Dr. Kevin G. TeBeest, associate professor of Applied Mathematics
Ph.D. Mechanical Engineering, University of Nebraska-Lincoln, with expertise in computational mathematics, differential equations and thermo-fluids.
After 15 years at Kettering, TeBeest finds Kettering students tend to be more innovative than their peers at other universities. He credits their co-op employment experience which allows them to work with experienced engineers and other scientists during college. "They also understand that their education here is not the end, but is the means to an end, and will lead them to a more fulfilling career and broader life-long opportunities," TeBeest says.
He was attracted to Kettering because he knew his education and experience in both mathematics and engineering would be valued by the Kettering faculty and students. TeBeest says that when his math students discover that he also has a degree in engineering they seem to appreciate him more as their mathematics teacher, and that makes it easier for him to relate to them.
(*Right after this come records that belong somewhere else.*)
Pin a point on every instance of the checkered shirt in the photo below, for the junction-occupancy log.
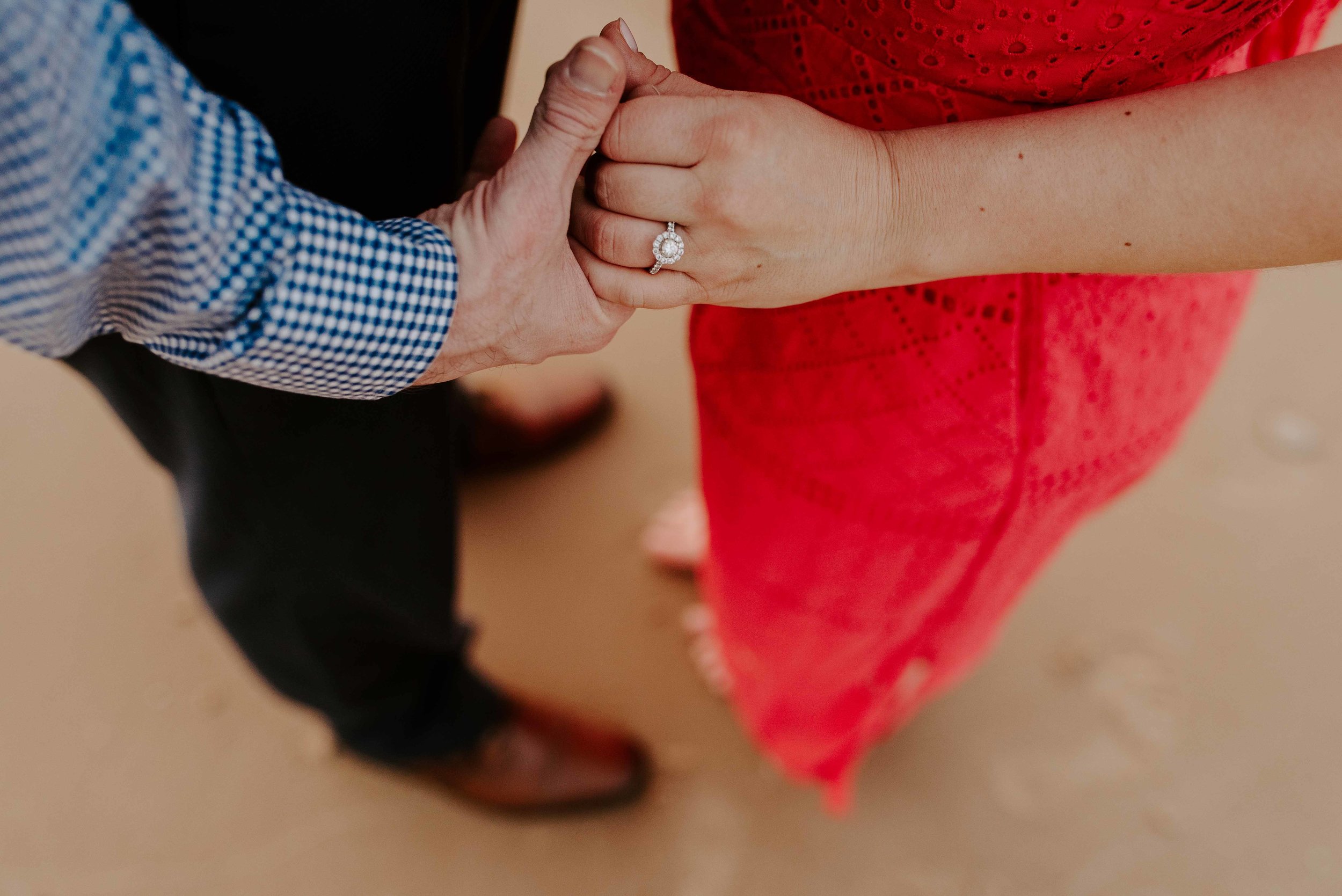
(135, 202)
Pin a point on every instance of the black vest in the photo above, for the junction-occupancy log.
(374, 104)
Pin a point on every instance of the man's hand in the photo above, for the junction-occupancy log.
(521, 294)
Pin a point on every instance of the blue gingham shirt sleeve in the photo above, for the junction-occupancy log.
(135, 202)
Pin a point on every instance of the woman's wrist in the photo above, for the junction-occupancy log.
(933, 181)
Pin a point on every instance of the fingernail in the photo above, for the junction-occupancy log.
(592, 71)
(629, 35)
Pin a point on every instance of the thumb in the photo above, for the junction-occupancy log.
(645, 77)
(580, 96)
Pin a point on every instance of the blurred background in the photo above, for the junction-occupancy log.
(1160, 719)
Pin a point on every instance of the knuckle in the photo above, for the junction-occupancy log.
(567, 117)
(607, 236)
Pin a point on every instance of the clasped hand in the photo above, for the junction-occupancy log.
(756, 184)
(553, 263)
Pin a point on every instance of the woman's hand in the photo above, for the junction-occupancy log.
(780, 205)
(776, 202)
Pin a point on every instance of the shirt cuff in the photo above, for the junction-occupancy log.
(347, 308)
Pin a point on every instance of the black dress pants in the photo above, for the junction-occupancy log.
(323, 533)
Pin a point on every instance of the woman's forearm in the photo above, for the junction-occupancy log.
(1230, 173)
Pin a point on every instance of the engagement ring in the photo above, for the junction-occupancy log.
(667, 249)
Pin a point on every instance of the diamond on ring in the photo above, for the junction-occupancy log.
(667, 249)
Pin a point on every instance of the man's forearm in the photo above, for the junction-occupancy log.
(1230, 173)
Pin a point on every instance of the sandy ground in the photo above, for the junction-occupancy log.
(1161, 718)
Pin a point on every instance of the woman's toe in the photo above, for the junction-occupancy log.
(677, 537)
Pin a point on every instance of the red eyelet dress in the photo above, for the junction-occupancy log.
(885, 471)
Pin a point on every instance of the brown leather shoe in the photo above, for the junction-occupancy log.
(514, 428)
(544, 761)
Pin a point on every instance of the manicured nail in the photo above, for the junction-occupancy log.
(629, 35)
(592, 70)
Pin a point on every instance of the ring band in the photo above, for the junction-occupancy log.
(667, 249)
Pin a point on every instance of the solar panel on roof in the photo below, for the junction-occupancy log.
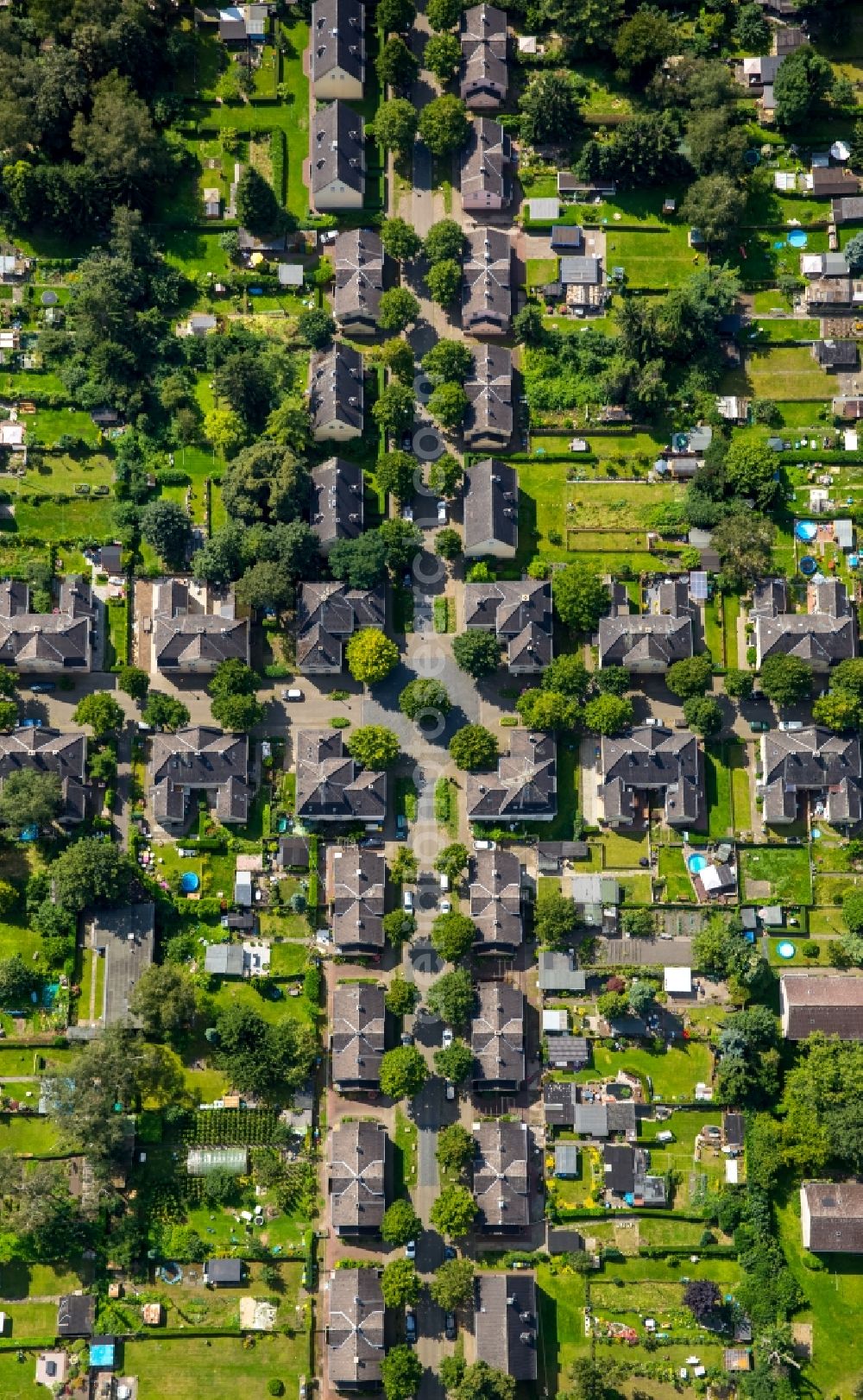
(698, 585)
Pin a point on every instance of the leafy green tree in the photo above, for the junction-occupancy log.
(453, 1211)
(453, 936)
(715, 205)
(420, 697)
(444, 241)
(448, 362)
(477, 653)
(374, 747)
(399, 308)
(452, 861)
(549, 108)
(31, 798)
(785, 679)
(317, 328)
(371, 655)
(455, 1063)
(444, 125)
(396, 66)
(740, 684)
(400, 1224)
(403, 1073)
(400, 1283)
(579, 596)
(256, 205)
(556, 918)
(452, 997)
(400, 1372)
(473, 747)
(396, 129)
(396, 475)
(133, 682)
(608, 715)
(166, 711)
(455, 1148)
(690, 677)
(452, 1284)
(400, 240)
(444, 15)
(442, 56)
(91, 873)
(547, 710)
(444, 283)
(164, 1001)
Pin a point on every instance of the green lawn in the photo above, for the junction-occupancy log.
(785, 868)
(675, 1071)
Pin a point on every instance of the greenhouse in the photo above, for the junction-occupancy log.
(205, 1159)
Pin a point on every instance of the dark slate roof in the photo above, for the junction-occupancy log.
(200, 759)
(337, 500)
(354, 1332)
(336, 38)
(482, 54)
(328, 615)
(835, 1213)
(358, 259)
(356, 884)
(831, 1003)
(649, 758)
(498, 1037)
(331, 785)
(484, 162)
(358, 1022)
(487, 290)
(491, 506)
(505, 1323)
(357, 1166)
(336, 389)
(500, 1176)
(525, 785)
(488, 388)
(336, 148)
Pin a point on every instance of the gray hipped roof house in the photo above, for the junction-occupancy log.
(649, 643)
(487, 287)
(337, 49)
(491, 508)
(505, 1323)
(815, 760)
(336, 159)
(198, 760)
(486, 161)
(357, 1040)
(824, 634)
(326, 616)
(649, 759)
(358, 259)
(336, 394)
(484, 79)
(337, 500)
(331, 787)
(488, 388)
(525, 785)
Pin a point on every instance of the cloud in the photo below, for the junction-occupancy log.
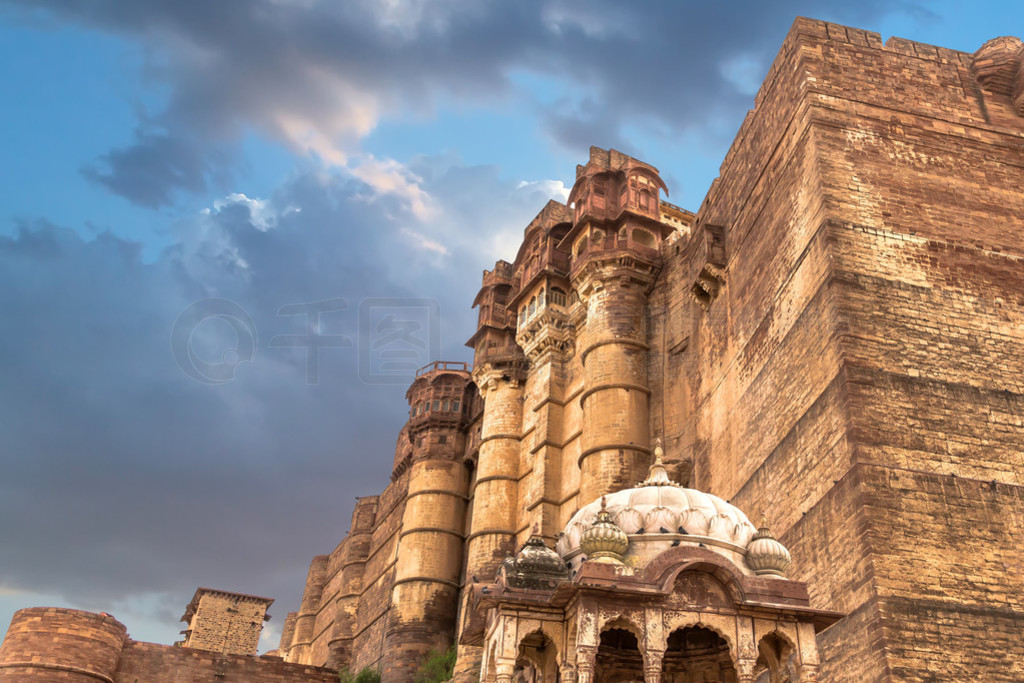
(127, 483)
(318, 76)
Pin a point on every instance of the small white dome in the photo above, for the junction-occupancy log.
(658, 514)
(664, 509)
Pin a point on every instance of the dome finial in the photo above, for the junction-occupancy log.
(766, 555)
(604, 541)
(657, 475)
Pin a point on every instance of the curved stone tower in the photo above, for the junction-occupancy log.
(615, 243)
(425, 592)
(52, 643)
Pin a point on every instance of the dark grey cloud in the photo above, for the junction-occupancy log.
(124, 477)
(320, 75)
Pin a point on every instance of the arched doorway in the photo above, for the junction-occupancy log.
(619, 658)
(537, 659)
(695, 653)
(775, 660)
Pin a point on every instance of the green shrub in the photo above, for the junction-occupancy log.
(368, 675)
(437, 667)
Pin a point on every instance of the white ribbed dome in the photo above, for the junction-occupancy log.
(657, 513)
(651, 509)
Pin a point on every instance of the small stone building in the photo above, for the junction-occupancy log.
(224, 622)
(654, 584)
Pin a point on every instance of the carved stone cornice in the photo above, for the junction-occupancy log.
(547, 335)
(615, 268)
(488, 377)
TeBeest finds it thrilling to have opportunities to relate mathematics to engineering and the sciences. One of his favorite sayings, attributed to Galileo, is "The language of nature is mathematics."
According to TeBeest, at Kettering students have a foundation that their peers at other universities will lack: an excellent education complemented with valuable co-op employment experience, which gives them a distinct competitive advantage. But he cautions that it is important to remember being at Kettering is a privilege that is continually earned by maintaining good grades and that studies come first. "You will have a co-op job because you attend Kettering and maintain good grades; you do not attend Kettering because you have a co-op job," he says.
Hidden talents: Complementing his professional interests is Dr. TeBeest's life-long interest in meteorology. Besides studying meteorology in his spare time, he also owns his own automated personal weather station that records the current weather conditions and uploads the data to national weather organizations and to his own personal web site, which also contains radar images, weather maps, forecasts, and various other features. His greatest joy, however, is spending time with his wife and children. Together they enjoy biking and also touring and photographing Michigan lighthouses.